SACRAMENTO COUNTY: Board Might Approve Needle Exchange
If the Sacramento County Board of Supervisors declares a "public health emergency," the jurisdiction's underground needle exchange could come out in the open, the Sacramento Bee reports. The supervisors have been given information packets "leaning toward" such programs by the county's medical officer, Dr. Glennah Trochet, who warned that she is "treading with caution." Since a new state law took effect Jan. 1 that decriminalizes needle distribution in areas declaring a public health emergency, at least six other jurisdictions have "ended their secrecy." For the past six years, Sacramento County needle exchanges have "worked in the shadows" to supply drug users with clean, sterile syringes in exchange for dirty needles on a one-for-one basis. Working roughly 40 hours per week, the volunteers have provided more than 100 addicts with 200,000 needles annually. The project, which is funded through private anonymous donations, costs roughly $30,000 a year to operate. In addition to providing clean needles, volunteers offer information on medical treatment and health concerns.
The Debate Goes On
Local police remain opposed to the idea, saying it "does nothing to protect the public health and sends the wrong message about drug abuse." Lt. Jim Cooper, a former narcotics officer, said, "All these people are doing is enabling the drug users. They have good intentions, but they're misguided." But infectious disease expert Dr.

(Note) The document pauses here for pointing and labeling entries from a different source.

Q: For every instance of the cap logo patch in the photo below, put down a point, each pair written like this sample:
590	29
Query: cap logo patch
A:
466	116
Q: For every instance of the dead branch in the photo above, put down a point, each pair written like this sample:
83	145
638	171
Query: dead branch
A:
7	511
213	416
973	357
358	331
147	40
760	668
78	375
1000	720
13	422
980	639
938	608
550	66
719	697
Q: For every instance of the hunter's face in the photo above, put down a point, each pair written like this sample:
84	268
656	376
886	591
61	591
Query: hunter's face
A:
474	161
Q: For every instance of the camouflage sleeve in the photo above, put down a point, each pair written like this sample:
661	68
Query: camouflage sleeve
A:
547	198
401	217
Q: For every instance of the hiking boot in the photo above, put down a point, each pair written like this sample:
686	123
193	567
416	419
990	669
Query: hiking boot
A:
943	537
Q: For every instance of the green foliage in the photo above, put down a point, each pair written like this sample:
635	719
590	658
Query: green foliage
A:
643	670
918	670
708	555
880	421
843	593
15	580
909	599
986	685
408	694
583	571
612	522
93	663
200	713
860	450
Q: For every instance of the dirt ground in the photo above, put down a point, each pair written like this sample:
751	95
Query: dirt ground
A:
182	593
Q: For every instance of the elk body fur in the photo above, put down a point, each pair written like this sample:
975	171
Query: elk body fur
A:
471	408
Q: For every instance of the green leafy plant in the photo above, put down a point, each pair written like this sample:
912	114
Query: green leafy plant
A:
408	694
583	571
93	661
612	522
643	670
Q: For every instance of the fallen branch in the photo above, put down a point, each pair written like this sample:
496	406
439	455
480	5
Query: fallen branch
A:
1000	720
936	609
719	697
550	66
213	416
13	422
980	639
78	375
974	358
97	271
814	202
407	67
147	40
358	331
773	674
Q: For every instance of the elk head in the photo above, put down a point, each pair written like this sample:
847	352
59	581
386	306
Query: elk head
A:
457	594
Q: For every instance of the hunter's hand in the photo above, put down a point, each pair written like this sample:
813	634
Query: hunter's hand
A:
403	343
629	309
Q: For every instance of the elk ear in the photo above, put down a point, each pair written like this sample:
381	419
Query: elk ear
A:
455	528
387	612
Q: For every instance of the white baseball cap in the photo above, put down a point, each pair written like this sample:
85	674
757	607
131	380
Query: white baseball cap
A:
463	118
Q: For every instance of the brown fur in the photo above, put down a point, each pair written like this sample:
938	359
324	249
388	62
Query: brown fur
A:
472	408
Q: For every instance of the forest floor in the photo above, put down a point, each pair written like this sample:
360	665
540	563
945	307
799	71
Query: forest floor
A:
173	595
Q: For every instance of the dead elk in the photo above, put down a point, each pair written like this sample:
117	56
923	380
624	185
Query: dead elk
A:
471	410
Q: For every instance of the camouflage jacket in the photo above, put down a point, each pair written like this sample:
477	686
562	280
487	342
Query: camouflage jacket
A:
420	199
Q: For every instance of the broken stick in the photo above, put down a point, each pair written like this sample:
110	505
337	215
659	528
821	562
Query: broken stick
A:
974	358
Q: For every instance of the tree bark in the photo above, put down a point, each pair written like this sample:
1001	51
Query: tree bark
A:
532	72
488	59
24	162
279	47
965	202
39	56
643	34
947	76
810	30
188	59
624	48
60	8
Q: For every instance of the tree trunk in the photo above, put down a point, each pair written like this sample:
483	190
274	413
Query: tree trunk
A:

Neil Flynn of the UC-Davis argued that studies have shown that access to clean needles can reduce the spread of HIV by as much as 30%. Trochet agreed, saying that such programs are "a valid strategy for reducing the spread of disease and getting addicts into treatment. ... I have never heard a good argument against it from a public health standpoint." Most of the opposing arguments are political, Trochet added. Alysanne Taylor, founder of Marin County's needle exchange program, said, "This should not be about politics. Everyone in our community is valuable whether they are a drug user or not. We don't want them to die. We don't want them to get HIV. We don't want them to spread disease." It is not known whether the Sacramento County board will approve such a measure. Trochet said the answer "should hinge on the evidence about whether the needles can successfully reduce transmission" of disease (Hubert, 2/17).